Thomas has been spending his summer months with us since the inception of our summer program, but this year, as a 2nd grader, he's too old to be a regular "camper," so he returned for a day last week in the role of student teacher. We had challenged him with coming up with a project that we could all build together, one that he could lead. He'd heard through his sister that our "Crazy Daisy" was broken, a simple device we screw onto the end of a hose, and that then sprays water wildly as children run away from and through the water, so his idea was build a replacement from PVC pipe.
Half-inch PVC pipe is in our regular rotation of construction materials at Woodland Park, an inexpensive, durable "toy," one that lends itself well to tinkering since, of course, no one and everyone knows how to build with it. Earlier in the week, we'd been messing around with our box of pipe (which I've sawed off into mostly standard lengths, kind of like a set of unit blocks) and trying to roll marbles through our constructions.

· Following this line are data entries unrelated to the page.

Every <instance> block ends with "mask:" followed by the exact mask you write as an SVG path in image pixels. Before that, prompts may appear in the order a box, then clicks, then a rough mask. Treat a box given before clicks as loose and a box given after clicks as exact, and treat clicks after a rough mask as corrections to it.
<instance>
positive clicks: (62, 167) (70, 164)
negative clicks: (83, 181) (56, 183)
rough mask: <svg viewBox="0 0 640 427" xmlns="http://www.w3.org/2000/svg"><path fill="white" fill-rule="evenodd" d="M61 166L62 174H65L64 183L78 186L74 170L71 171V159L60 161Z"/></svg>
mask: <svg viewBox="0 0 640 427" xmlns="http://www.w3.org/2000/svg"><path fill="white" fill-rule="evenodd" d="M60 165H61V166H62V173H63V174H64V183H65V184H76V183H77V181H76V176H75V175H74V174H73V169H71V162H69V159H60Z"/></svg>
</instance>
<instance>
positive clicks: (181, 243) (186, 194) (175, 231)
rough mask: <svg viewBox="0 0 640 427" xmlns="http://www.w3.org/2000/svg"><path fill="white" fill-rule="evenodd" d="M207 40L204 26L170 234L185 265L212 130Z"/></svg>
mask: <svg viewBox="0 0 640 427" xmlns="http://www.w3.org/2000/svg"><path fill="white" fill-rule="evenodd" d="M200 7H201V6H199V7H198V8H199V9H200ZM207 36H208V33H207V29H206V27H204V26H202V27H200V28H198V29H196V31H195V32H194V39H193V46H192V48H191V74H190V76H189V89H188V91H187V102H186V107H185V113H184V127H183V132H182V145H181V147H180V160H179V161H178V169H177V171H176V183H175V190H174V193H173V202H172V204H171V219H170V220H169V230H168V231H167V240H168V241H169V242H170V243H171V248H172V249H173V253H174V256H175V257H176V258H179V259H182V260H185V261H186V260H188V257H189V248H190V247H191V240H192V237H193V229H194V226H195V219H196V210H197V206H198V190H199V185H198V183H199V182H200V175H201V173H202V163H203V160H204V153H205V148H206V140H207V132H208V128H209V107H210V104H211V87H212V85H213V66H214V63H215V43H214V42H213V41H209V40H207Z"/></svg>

Thomas' idea, which was based upon a design in a book he brought with him, required that we use our egg beater style drills to make tiny holes in the pipes. Audrey had brought another special guest that day in the form of her grandpa. It was his first visit to our school and like what happens with almost every adult who walks through our door, within minutes he was on his knees helping kids with Project Crazy Daisy.
Whenever I write about our cooperative preschool model
like I did a few days ago, people always ask me about training, about how parents know what to do since they aren't "real teachers." The truth is that in a project-based (play-based) curriculum everyone already knows everything they need to know to be a "teacher," because the point of coming to our school isn't to know, it's to learn.
It was a pleasure to watch Thomas, Audrey's grandpa, and the kids noodle their way through to a finished product, everyone contributing as they could. They were making something none of us had ever made before, employing instructions from a book as loose guidelines, figuring out how to use the tools, making do with what we had.
I don't expect anyone to know anything about teaching or tools or PVC pipe when they walk through our doors, but they do when they leave, each of them walking away with the knowledge they needed to play their part in the construction of a "Crazy Daisy."
And you know what? When we screwed the hose onto it and turned it on at the end of the day, it worked!